Flying Solo(69)
She pulled him close and he threw it over her shoulder, and where it might have landed, she wasn’t quite sure. He tasted like beer, and despite what Ginger had said about beer drinkers, she sort of liked it. But that might have been because it was him, or because it was them, or because it was the beer that he brought over to celebrate their victory. This was the real thing, the big time, the whole shebang about to shebang all over the guest room, and when she stepped back from him for a minute, she put her finger on a round birthmark on his shoulder. “I forgot all about the lucky penny,” she said.
Nick moved his hand down her side, from under her arm toward her hip, and it triggered a memory, rather mortifyingly, of Chris. He would press one finger deeply into the soft side of her until he created a well in her flesh, and then he would smile and say, “I like this,” as if it were the alternative to “I hate this,” or “I can’t believe this.” Nick didn’t say anything. He just trailed his hand around to the front of her waistband, where her jeans buttoned. Into her ear, very softly, he said, “Is helping out a little bit allowed?”

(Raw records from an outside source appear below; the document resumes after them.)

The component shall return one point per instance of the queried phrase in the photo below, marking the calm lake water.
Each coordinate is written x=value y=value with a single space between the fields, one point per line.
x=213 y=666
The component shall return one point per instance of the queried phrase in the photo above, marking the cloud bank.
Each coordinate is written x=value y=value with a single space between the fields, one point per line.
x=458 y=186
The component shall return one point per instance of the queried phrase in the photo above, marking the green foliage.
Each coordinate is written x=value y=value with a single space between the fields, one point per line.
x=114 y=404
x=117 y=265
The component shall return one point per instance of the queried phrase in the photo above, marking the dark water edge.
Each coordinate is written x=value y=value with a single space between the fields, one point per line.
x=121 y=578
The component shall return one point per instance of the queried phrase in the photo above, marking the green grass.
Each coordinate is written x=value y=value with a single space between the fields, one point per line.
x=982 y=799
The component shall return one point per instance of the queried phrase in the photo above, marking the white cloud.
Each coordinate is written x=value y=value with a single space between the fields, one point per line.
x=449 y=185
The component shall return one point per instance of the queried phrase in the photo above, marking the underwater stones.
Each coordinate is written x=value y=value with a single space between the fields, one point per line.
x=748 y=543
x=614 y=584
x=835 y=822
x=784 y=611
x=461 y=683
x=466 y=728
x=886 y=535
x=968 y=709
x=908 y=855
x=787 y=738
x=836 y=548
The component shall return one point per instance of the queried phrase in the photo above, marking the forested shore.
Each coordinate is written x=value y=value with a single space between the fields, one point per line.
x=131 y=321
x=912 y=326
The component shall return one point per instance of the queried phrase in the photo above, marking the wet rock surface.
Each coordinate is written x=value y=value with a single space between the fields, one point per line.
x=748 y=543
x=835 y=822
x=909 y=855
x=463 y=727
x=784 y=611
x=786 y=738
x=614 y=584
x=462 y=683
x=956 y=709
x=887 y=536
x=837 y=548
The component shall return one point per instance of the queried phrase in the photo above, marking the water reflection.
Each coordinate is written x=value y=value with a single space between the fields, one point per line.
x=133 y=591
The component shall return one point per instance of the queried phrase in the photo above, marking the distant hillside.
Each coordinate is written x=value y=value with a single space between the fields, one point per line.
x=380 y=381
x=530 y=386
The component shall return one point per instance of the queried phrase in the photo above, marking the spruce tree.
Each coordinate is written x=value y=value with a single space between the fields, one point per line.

She breathed that it was, and he opened the button, and everything started to melt. She reciprocated by popping open the button over his belly, and then she stepped back again. “Meet me over there,” she said, practically out of breath, pointing to the bed. He nodded. She pushed her jeans and her underwear down, felt that brief moment of fresh air and nerves, balled her clothes up and put them on the chair, wishing she’d thought to match all her underthings. But he didn’t seem too concerned about it, given that by the time she got into bed and pulled the sheet up loosely over her legs, he was only a couple of steps behind her, and then there was nothing between them at all.
He smiled. “I forgot you pull the sheet up.”
“I am who I am,” she said, propping herself up on her elbow. “Speaking of which, I’m not on the pill. I went off it after Chris. I never liked it. And I probably wouldn’t get pregnant anyway at this point, but that’s probably not a ‘probably’ we should rely on.”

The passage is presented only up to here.